As regulation seeks to curtail these emissions and shipping lines increasingly electrify both at-port operations and at-sea propulsion, demand for clean energy is set to skyrocket. To decarbonise the industry 4 petawatt-hours (PWh) of clean energy per year is needed – equal to the annual electricity consumption of the USA.

NatPower Marine is taking a radically different approach to address this challenge, removing the biggest barrier to change – upfront investment. It will leverage its significant financial backing to build clean energy infrastructure at ports, that will enable electric propulsion and for ships to run on electricity while at berth or at anchor (“cold ironing”).

With infrastructure in place at ports and terminals across global shipping routes, shipping lines can have the confidence to transition their fleets, purchasing clean charging services directly from NatPower Marine at each port they service.

NatPower’s funding enables it to make significant up-front investments in port infrastructure.
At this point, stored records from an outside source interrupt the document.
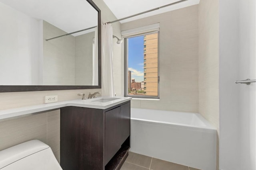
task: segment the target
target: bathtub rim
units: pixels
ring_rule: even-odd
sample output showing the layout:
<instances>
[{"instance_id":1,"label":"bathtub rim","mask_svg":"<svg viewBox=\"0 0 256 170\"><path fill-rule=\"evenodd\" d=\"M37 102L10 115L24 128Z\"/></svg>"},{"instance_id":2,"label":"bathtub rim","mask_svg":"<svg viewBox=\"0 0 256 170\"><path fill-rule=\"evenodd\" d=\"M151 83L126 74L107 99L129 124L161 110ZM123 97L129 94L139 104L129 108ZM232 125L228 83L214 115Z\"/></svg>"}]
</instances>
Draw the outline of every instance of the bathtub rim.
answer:
<instances>
[{"instance_id":1,"label":"bathtub rim","mask_svg":"<svg viewBox=\"0 0 256 170\"><path fill-rule=\"evenodd\" d=\"M131 108L133 109L144 109L144 110L160 110L162 111L167 111L170 112L178 112L182 114L184 113L189 113L193 114L195 115L200 120L201 120L205 125L205 126L194 126L190 125L187 125L186 124L178 123L174 122L169 122L164 121L157 121L153 120L148 119L139 119L132 117L131 115L131 123L145 123L148 124L151 124L155 125L161 126L166 126L168 127L174 127L176 128L181 128L183 129L186 129L189 130L194 130L198 131L200 131L202 132L210 133L214 134L217 133L217 129L214 127L212 125L211 125L206 119L203 117L203 116L198 113L189 113L189 112L179 112L176 111L172 111L165 110L157 110L153 109L142 109L138 108ZM132 111L132 109L131 109Z\"/></svg>"}]
</instances>

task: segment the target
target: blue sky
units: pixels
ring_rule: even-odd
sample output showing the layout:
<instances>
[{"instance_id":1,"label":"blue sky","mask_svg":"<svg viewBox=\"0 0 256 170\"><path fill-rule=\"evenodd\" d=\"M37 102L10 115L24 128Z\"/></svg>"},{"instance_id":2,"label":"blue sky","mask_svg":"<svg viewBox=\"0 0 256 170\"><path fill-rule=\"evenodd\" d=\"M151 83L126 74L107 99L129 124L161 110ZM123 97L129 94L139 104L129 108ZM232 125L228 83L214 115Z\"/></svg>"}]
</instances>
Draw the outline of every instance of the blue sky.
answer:
<instances>
[{"instance_id":1,"label":"blue sky","mask_svg":"<svg viewBox=\"0 0 256 170\"><path fill-rule=\"evenodd\" d=\"M144 36L128 39L128 70L136 82L144 80Z\"/></svg>"}]
</instances>

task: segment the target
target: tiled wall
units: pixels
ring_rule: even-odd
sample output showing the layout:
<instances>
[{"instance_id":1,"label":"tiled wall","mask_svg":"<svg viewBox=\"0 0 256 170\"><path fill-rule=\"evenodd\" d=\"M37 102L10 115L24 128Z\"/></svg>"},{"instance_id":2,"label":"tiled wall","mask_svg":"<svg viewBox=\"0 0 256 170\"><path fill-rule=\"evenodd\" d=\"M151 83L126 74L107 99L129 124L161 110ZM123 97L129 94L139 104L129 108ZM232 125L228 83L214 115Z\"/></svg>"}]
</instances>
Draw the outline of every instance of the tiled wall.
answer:
<instances>
[{"instance_id":1,"label":"tiled wall","mask_svg":"<svg viewBox=\"0 0 256 170\"><path fill-rule=\"evenodd\" d=\"M132 100L132 107L198 113L198 8L122 24L122 31L160 23L160 100Z\"/></svg>"},{"instance_id":2,"label":"tiled wall","mask_svg":"<svg viewBox=\"0 0 256 170\"><path fill-rule=\"evenodd\" d=\"M43 25L44 40L67 33L46 21ZM43 44L43 84L75 84L75 37L69 35L44 40Z\"/></svg>"},{"instance_id":3,"label":"tiled wall","mask_svg":"<svg viewBox=\"0 0 256 170\"><path fill-rule=\"evenodd\" d=\"M92 39L94 31L76 37L76 85L92 84Z\"/></svg>"},{"instance_id":4,"label":"tiled wall","mask_svg":"<svg viewBox=\"0 0 256 170\"><path fill-rule=\"evenodd\" d=\"M0 150L33 139L51 147L60 162L60 109L1 122Z\"/></svg>"},{"instance_id":5,"label":"tiled wall","mask_svg":"<svg viewBox=\"0 0 256 170\"><path fill-rule=\"evenodd\" d=\"M217 129L217 167L218 169L218 1L201 0L199 7L199 112Z\"/></svg>"}]
</instances>

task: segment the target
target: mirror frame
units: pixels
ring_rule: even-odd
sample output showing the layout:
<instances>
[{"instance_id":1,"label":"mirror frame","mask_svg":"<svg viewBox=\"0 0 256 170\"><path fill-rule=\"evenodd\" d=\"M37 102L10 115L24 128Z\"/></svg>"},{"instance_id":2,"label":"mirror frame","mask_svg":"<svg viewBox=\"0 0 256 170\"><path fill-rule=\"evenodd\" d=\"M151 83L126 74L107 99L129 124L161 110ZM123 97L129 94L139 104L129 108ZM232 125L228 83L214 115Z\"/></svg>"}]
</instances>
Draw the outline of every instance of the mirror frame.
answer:
<instances>
[{"instance_id":1,"label":"mirror frame","mask_svg":"<svg viewBox=\"0 0 256 170\"><path fill-rule=\"evenodd\" d=\"M0 92L101 88L101 12L92 0L86 0L97 12L98 45L98 84L97 86L0 86Z\"/></svg>"}]
</instances>

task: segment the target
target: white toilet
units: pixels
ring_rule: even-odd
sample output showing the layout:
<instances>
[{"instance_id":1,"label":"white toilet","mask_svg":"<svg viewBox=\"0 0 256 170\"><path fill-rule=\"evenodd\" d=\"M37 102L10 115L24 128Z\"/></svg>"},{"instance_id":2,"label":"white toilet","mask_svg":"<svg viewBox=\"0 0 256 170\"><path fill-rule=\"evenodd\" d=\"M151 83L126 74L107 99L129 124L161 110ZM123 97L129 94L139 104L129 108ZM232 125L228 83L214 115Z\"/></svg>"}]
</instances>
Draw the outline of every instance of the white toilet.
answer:
<instances>
[{"instance_id":1,"label":"white toilet","mask_svg":"<svg viewBox=\"0 0 256 170\"><path fill-rule=\"evenodd\" d=\"M1 170L62 170L52 149L33 140L0 151Z\"/></svg>"}]
</instances>

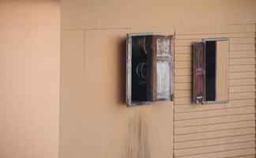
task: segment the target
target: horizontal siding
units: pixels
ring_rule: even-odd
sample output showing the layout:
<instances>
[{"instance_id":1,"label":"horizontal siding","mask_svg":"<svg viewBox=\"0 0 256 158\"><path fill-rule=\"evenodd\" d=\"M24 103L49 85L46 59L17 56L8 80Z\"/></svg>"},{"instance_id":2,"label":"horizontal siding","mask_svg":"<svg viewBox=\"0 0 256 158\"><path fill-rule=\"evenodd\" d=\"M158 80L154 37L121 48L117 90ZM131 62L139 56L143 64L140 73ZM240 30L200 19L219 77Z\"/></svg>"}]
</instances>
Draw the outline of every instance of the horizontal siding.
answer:
<instances>
[{"instance_id":1,"label":"horizontal siding","mask_svg":"<svg viewBox=\"0 0 256 158\"><path fill-rule=\"evenodd\" d=\"M204 146L194 149L179 149L175 151L175 156L188 156L192 154L201 154L213 152L222 152L225 150L236 150L241 149L248 149L255 147L255 142L254 141L239 142L239 143L232 143L232 144L225 144L225 145L218 145L214 146Z\"/></svg>"},{"instance_id":2,"label":"horizontal siding","mask_svg":"<svg viewBox=\"0 0 256 158\"><path fill-rule=\"evenodd\" d=\"M190 141L175 142L175 149L198 148L202 146L213 146L217 145L231 144L237 142L244 142L255 141L255 133L250 134L241 134L239 136L230 136L216 137L212 139L202 139Z\"/></svg>"},{"instance_id":3,"label":"horizontal siding","mask_svg":"<svg viewBox=\"0 0 256 158\"><path fill-rule=\"evenodd\" d=\"M178 28L175 51L174 156L255 157L255 25ZM230 40L229 102L193 104L193 43Z\"/></svg>"}]
</instances>

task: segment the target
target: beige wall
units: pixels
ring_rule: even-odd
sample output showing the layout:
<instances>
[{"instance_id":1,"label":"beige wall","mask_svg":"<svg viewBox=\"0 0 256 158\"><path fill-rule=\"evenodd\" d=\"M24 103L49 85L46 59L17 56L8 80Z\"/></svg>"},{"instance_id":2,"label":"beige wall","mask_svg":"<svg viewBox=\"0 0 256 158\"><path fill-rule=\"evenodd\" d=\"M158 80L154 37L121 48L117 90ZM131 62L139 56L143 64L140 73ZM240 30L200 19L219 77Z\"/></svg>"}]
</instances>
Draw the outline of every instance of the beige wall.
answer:
<instances>
[{"instance_id":1,"label":"beige wall","mask_svg":"<svg viewBox=\"0 0 256 158\"><path fill-rule=\"evenodd\" d=\"M254 157L255 8L254 0L62 0L60 157ZM175 100L127 108L126 34L149 32L176 34ZM228 104L190 103L191 43L203 37L230 37L238 51Z\"/></svg>"},{"instance_id":2,"label":"beige wall","mask_svg":"<svg viewBox=\"0 0 256 158\"><path fill-rule=\"evenodd\" d=\"M58 1L0 1L0 157L58 156Z\"/></svg>"}]
</instances>

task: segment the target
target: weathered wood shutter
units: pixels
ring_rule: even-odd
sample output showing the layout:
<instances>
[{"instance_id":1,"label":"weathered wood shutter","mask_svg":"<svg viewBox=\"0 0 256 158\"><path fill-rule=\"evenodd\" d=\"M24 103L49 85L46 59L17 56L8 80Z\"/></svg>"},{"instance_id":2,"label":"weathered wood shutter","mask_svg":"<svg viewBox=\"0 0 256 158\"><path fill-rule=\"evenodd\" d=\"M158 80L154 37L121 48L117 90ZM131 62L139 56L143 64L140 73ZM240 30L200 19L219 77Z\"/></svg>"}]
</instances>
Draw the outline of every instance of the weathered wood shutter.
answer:
<instances>
[{"instance_id":1,"label":"weathered wood shutter","mask_svg":"<svg viewBox=\"0 0 256 158\"><path fill-rule=\"evenodd\" d=\"M173 36L153 36L153 100L171 100L173 95Z\"/></svg>"},{"instance_id":2,"label":"weathered wood shutter","mask_svg":"<svg viewBox=\"0 0 256 158\"><path fill-rule=\"evenodd\" d=\"M205 43L194 44L194 102L205 100Z\"/></svg>"},{"instance_id":3,"label":"weathered wood shutter","mask_svg":"<svg viewBox=\"0 0 256 158\"><path fill-rule=\"evenodd\" d=\"M228 43L216 41L216 101L228 100Z\"/></svg>"}]
</instances>

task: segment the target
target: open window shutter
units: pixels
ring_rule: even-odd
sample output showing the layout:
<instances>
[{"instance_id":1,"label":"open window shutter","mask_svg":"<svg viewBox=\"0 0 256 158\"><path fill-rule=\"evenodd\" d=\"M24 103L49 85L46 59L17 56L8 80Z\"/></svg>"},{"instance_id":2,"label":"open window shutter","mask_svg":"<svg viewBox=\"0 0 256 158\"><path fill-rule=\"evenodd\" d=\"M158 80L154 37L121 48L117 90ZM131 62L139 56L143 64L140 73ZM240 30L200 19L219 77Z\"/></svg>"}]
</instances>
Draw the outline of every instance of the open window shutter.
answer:
<instances>
[{"instance_id":1,"label":"open window shutter","mask_svg":"<svg viewBox=\"0 0 256 158\"><path fill-rule=\"evenodd\" d=\"M194 102L205 100L205 43L194 44Z\"/></svg>"},{"instance_id":2,"label":"open window shutter","mask_svg":"<svg viewBox=\"0 0 256 158\"><path fill-rule=\"evenodd\" d=\"M228 100L228 40L216 42L216 100Z\"/></svg>"},{"instance_id":3,"label":"open window shutter","mask_svg":"<svg viewBox=\"0 0 256 158\"><path fill-rule=\"evenodd\" d=\"M173 36L153 36L153 100L171 100L173 86Z\"/></svg>"}]
</instances>

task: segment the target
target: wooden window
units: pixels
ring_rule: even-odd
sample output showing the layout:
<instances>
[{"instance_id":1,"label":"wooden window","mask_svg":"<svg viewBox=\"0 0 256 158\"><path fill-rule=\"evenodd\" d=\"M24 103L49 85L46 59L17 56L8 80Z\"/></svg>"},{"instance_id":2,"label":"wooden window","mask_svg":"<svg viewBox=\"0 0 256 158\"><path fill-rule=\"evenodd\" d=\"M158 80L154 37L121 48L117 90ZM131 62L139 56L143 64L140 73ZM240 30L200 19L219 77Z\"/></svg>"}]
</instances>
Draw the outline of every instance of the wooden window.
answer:
<instances>
[{"instance_id":1,"label":"wooden window","mask_svg":"<svg viewBox=\"0 0 256 158\"><path fill-rule=\"evenodd\" d=\"M228 39L194 44L194 102L228 102Z\"/></svg>"},{"instance_id":2,"label":"wooden window","mask_svg":"<svg viewBox=\"0 0 256 158\"><path fill-rule=\"evenodd\" d=\"M126 104L172 100L173 36L127 35Z\"/></svg>"}]
</instances>

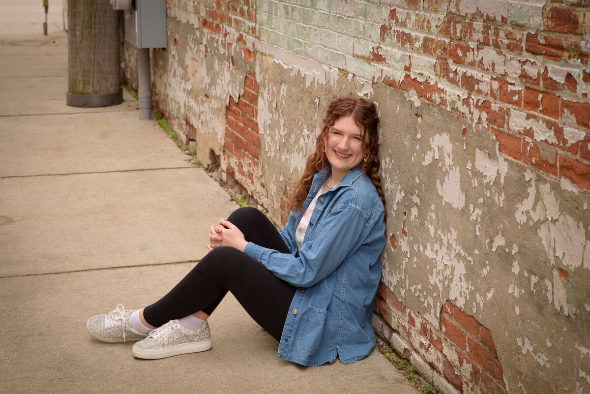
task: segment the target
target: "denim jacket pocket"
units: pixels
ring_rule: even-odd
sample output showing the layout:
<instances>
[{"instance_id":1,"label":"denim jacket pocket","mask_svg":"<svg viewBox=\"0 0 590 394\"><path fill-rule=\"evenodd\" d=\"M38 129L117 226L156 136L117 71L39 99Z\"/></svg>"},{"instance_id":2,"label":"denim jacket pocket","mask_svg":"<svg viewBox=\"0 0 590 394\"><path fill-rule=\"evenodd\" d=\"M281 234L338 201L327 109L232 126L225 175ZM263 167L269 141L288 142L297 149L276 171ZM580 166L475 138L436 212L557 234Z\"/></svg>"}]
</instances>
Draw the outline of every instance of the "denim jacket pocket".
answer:
<instances>
[{"instance_id":1,"label":"denim jacket pocket","mask_svg":"<svg viewBox=\"0 0 590 394\"><path fill-rule=\"evenodd\" d=\"M301 337L299 339L299 350L314 355L319 350L322 336L326 323L327 311L315 307L309 306L307 316L303 324Z\"/></svg>"}]
</instances>

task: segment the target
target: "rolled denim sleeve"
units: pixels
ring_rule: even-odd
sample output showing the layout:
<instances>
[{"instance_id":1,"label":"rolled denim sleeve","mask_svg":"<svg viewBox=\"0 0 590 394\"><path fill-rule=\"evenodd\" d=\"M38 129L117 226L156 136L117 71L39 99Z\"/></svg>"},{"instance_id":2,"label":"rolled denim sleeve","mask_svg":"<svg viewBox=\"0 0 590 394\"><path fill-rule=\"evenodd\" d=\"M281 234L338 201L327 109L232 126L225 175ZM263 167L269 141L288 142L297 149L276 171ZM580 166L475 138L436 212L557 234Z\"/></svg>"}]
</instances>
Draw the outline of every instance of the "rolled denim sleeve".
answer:
<instances>
[{"instance_id":1,"label":"rolled denim sleeve","mask_svg":"<svg viewBox=\"0 0 590 394\"><path fill-rule=\"evenodd\" d=\"M329 275L356 250L372 227L368 215L350 205L328 213L313 225L321 228L299 249L298 257L251 242L244 252L288 283L309 287Z\"/></svg>"}]
</instances>

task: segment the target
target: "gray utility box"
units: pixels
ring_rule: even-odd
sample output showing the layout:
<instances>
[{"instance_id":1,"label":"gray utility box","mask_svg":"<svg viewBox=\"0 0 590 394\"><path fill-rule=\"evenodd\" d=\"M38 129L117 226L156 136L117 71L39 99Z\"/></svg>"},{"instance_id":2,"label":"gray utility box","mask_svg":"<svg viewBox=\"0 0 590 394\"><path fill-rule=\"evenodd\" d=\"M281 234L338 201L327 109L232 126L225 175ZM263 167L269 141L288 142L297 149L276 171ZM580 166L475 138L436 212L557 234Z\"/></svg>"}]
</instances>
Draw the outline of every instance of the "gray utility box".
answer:
<instances>
[{"instance_id":1,"label":"gray utility box","mask_svg":"<svg viewBox=\"0 0 590 394\"><path fill-rule=\"evenodd\" d=\"M135 0L125 12L125 40L138 48L166 48L166 0Z\"/></svg>"}]
</instances>

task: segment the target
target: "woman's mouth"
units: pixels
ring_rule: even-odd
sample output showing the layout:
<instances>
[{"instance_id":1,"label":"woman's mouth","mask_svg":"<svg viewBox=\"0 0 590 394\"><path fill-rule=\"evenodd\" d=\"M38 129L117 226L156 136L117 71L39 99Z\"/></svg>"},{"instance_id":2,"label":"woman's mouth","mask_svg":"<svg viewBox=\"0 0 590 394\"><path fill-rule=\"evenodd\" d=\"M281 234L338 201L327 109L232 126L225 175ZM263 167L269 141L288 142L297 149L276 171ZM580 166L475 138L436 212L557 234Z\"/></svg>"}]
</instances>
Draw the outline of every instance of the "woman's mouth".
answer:
<instances>
[{"instance_id":1,"label":"woman's mouth","mask_svg":"<svg viewBox=\"0 0 590 394\"><path fill-rule=\"evenodd\" d=\"M340 157L340 159L348 159L352 155L346 155L346 153L340 153L336 150L334 151L334 154L336 155L337 157Z\"/></svg>"}]
</instances>

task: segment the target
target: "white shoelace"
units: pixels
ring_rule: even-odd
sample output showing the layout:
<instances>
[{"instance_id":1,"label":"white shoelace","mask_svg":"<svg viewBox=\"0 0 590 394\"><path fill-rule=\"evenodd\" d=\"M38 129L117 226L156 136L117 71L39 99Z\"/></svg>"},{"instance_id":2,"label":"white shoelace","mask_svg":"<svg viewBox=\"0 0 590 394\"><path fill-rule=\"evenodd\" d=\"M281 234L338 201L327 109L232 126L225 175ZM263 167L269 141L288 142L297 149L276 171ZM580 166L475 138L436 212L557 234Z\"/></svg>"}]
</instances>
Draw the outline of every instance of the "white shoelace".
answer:
<instances>
[{"instance_id":1,"label":"white shoelace","mask_svg":"<svg viewBox=\"0 0 590 394\"><path fill-rule=\"evenodd\" d=\"M163 335L166 331L170 331L174 328L178 328L179 327L180 327L180 326L181 324L180 322L178 321L178 319L171 320L170 321L166 323L163 326L160 326L157 329L152 330L150 332L149 336L152 337L155 339L158 339L162 335Z\"/></svg>"},{"instance_id":2,"label":"white shoelace","mask_svg":"<svg viewBox=\"0 0 590 394\"><path fill-rule=\"evenodd\" d=\"M123 342L125 342L125 308L122 304L117 304L117 308L109 313L104 318L104 327L123 326Z\"/></svg>"}]
</instances>

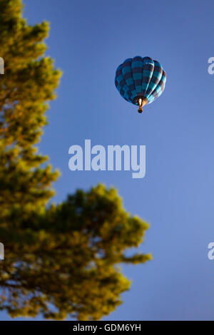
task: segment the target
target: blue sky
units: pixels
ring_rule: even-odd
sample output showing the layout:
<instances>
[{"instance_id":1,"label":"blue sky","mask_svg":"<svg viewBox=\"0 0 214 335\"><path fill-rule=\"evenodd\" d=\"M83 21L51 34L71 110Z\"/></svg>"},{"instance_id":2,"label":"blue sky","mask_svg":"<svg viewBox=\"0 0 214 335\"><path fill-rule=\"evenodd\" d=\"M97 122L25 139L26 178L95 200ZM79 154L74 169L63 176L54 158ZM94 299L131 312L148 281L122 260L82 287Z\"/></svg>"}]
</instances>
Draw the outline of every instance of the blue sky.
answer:
<instances>
[{"instance_id":1,"label":"blue sky","mask_svg":"<svg viewBox=\"0 0 214 335\"><path fill-rule=\"evenodd\" d=\"M29 24L51 22L47 54L63 71L39 145L61 171L54 201L101 182L151 224L140 249L153 260L123 267L131 288L104 319L213 320L214 260L207 257L214 241L213 1L24 2ZM116 67L136 55L160 61L167 73L164 93L143 114L114 86ZM85 139L146 145L146 177L70 171L68 148Z\"/></svg>"}]
</instances>

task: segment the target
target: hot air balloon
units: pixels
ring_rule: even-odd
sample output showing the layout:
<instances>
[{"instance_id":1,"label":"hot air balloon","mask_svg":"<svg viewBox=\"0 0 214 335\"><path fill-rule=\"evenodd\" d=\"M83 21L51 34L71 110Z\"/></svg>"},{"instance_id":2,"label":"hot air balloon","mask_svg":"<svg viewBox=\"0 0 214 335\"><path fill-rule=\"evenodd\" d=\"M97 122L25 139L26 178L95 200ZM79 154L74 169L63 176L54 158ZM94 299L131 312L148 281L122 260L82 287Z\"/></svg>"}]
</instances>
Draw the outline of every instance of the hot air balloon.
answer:
<instances>
[{"instance_id":1,"label":"hot air balloon","mask_svg":"<svg viewBox=\"0 0 214 335\"><path fill-rule=\"evenodd\" d=\"M150 57L128 58L116 70L115 85L124 99L139 106L151 103L165 88L166 75L161 64Z\"/></svg>"}]
</instances>

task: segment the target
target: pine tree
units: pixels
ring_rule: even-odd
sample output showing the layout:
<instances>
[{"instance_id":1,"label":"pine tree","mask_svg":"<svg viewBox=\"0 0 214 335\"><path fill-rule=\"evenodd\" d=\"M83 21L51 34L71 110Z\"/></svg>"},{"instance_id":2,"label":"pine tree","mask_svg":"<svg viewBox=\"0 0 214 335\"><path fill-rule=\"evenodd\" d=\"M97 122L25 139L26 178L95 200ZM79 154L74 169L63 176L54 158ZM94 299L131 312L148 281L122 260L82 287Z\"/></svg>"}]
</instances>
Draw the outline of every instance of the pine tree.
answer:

In April this year, NatPower Group further strengthened its financial position with an investment of approximately 50 million Euros from VINCI - a world leader in the concessions, energy and construction.

NatPower is also developing over 15GW of clean energy GigaParks projects in the UK, with 60GWh of battery storage capacity, crucial for balancing intermitted demand like electric ship requirements for propulsion and cold ironing. These GigaParks will provide stable clean electricity to NatPower Marine’s UK port network via direct Power Purchasing Agreements, or private wires.